In order to get tax cuts, demands for more spending needs to end
The chief secretary repeatedly mentioned the increasing cost of servicing the debt, which is set to reach £83 billion this fiscal year. ‘If you remember just one fact from my speech today,’ he said towards the start of his remarks, ‘remember that one’. It’s a point the Treasury has been trying to bring home for the better part of the year, but especially in the past few weeks: the threat of inflation has consequences, not just for households, but for the public finances too. According to Clarke, Britain’s sensitivity to debt interest spending is almost twice as high as it was in 2014. The climbing costs of simply servicing the debt (that is, paying the interest on money we’ve already borrowed) can no longer be ignored.
‘The stark reality,’ Clarke said, ‘is that we are not going to be in a position to get that debt burden down and invest in public services in the way that we need to – and also to create the headroom for the lower taxes that the Chancellor set out in his tax plan – if we don’t have fiscal discipline.’
This is a major part of the Treasury’s argument, that spending cannot keep drifting upwards, especially not if the money is being borrowed.
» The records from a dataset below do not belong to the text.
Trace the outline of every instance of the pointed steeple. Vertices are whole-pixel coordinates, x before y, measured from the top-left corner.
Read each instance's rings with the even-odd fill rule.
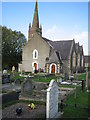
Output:
[[[30,40],[30,32],[31,32],[31,23],[29,24],[29,30],[28,30],[28,40]]]
[[[36,0],[35,11],[34,11],[32,28],[33,28],[33,29],[39,28],[39,18],[38,18],[38,5],[37,5],[37,0]]]

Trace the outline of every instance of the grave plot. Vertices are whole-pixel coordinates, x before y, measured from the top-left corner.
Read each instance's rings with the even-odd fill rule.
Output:
[[[20,115],[16,109],[22,108]],[[2,118],[45,118],[45,105],[35,104],[35,109],[28,110],[28,103],[16,103],[2,110]]]

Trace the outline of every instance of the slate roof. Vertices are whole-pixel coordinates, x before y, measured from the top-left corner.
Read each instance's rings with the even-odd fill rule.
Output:
[[[49,58],[49,61],[47,63],[60,63],[59,56],[57,55],[57,52],[52,49],[51,56]]]
[[[51,41],[46,38],[43,38],[46,42],[48,42],[58,53],[61,55],[63,60],[67,60],[70,54],[71,46],[73,40],[63,40],[63,41]],[[60,56],[59,55],[59,56]]]
[[[85,63],[90,63],[90,56],[84,56]]]

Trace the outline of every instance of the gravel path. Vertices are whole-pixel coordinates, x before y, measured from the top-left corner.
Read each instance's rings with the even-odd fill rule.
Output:
[[[23,112],[20,116],[16,114],[17,107],[23,108]],[[17,103],[3,109],[2,118],[45,118],[45,112],[44,105],[36,105],[34,110],[28,110],[27,103]]]

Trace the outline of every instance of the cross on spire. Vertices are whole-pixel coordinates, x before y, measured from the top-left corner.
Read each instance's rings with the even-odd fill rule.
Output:
[[[32,28],[33,28],[33,29],[39,28],[39,18],[38,18],[38,5],[37,5],[37,0],[36,0],[36,5],[35,5],[35,11],[34,11]]]

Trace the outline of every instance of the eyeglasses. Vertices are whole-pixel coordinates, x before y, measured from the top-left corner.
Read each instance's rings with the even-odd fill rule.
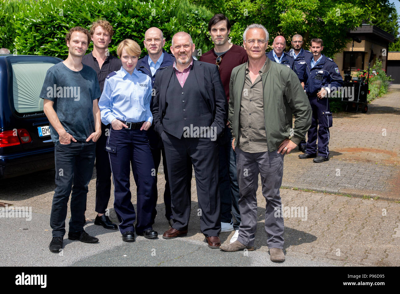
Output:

Clarke drew a line under speculation that the Treasury may come back round to top up Whitehall department budgets to bring the settlements from last year’s spending review in line with inflation. There is no plan, he said, to bring budgets in line with inflation, encouraging ministers instead to ‘think more creatively’ and prioritise their spending plans.
Despite all the emphasis on spending, the speech was primarily designed to announce the next steps in what Clarke describes as the ‘quiet revolution’ of Whitehall reform. The chief secretary emphasised efficiency gains and reducing the size of the government machine as major parts of the strategy. This will, in part, be a matter of numbers. The civil service headcount is ‘up 23 per cent since 2015/16, and up almost 7 per cent in 2021 alone: something that is impossible to justify long-term and something that we’re determined to reverse,’ explained Clarke. Reducing bureaucracy includes a pledge to ‘reduce the non-frontline civil service headcount to 2019-2020 levels by 2024-25’.
Clarke also emphasised the new committee formed by the Chancellor to find £5.5 billion worth of savings for reinvestment. The ‘hidden good news story’ of the speech, he said, was that he could already announce £3.4 billion was already saved in 2020-2021, thanks in large part to tackling fraud and digital inefficiency.
But while the headlines may have been about Whitehall improvements, the bulk of the speech reiterated Sunak’s warning to the Tory party last week: that in order to get tax cuts, demands for more spending needs to end. ‘No one should expect us to go further’ on spending commitments, he said. Clarke insisted that the last spending review will mark the ‘limit’ of this government’s willingness to expand Budgets.
Almost a week on from the spring statement, the chief secretary’s speech doubled down on the Chancellor’s message: mass borrowing and mass spending need to come to an end. It may not have proven a politically popular message over the weekend, but the Treasury isn’t shying away from it.